Re: June Change Proposal: text on de-identification from Dan Auerbach on 2013-06-24 (public-tracking@w3.org from June 2013)

From: Dan Auerbach <dan@eff.org>
Date: Sun, 23 Jun 2013 23:36:07 -0700
To: public-tracking@w3.org
Message-ID: <51C7E8D7.50601@eff.org>

Apologies for my whack mail client's formatting woes.

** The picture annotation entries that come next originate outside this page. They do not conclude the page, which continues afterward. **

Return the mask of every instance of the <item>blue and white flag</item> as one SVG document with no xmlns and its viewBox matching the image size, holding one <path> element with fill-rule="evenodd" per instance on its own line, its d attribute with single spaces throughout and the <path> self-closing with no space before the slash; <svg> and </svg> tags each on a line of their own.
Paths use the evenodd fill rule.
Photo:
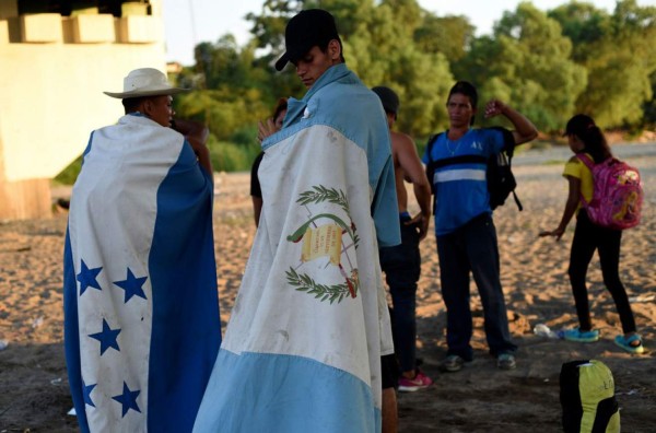
<svg viewBox="0 0 656 433">
<path fill-rule="evenodd" d="M 195 432 L 380 429 L 394 348 L 367 155 L 320 122 L 291 131 L 259 168 L 262 213 Z"/>
<path fill-rule="evenodd" d="M 83 432 L 188 432 L 221 342 L 211 174 L 183 136 L 94 131 L 65 246 L 65 346 Z"/>
</svg>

On 06/23/2013 11:27 PM, Dan Auerbach wrote:
> *
>
> I propose the following**for either a two state de-identification
> regime, or "yellow" if we have three states.
>
> Normative text:
>
> Data can be considered de-identified if it has been deleted, modified,
> aggregated, anonymized or otherwise manipulated in order to achieve a
> reasonable level of justified confidence that the data cannot
> reasonably be used to infer information about, or otherwise be linked
> to, a particular user, user agent, or device.
>
>
> Non-normative text:
>
> Example 1. Hashing a pseudonym such as a cookie string does NOT
> provide sufficient de-identification for an otherwise rich data set
> such as a browsing history, since there are many ways to re-identify
> individuals based on pseudonymous data.
>
> Example 2. In many cases, keeping only high-level aggregate data, such
> as the total number of visitors of a website each day broken down by
> country (discarding data from countries without many visitors) would
> be considered sufficiently de-identified.
>
> Example 3. Deleting data is always a safe and easy way to achieve
> de-identification.
>
> Remark 1. De-identification is a property of data. If data can be
> considered de-identified according to the “reasonable level of
> justified confidence” clause of (1), then no data manipulation process
> needs to take place in order to satisfy the requirements of (1).
>
> Remark 2. There are a diversity of techniques being researched and
> developed to de-identify data sets, and companies are encouraged to
> explore and innovate new approaches to fit their needs.
>
> Remark 3. It is a best practice for companies to perform “penetration
> testing” by having an expert with access to the data attempt to
> re-identify individuals or disclose attributes about them. The expert
> need not actually identify or disclose the attribute of an individual,
> but if the expert demonstrates how this could plausibly be achieved by
> joining the data set against other public data sets or private data
> sets accessible to the company, then the data set in question should
> no longer be considered sufficiently de-identified and changes should
> be made to provide stronger anonymization for the data set.*

Received on Monday, 24 June 2013 06:36:37 UTC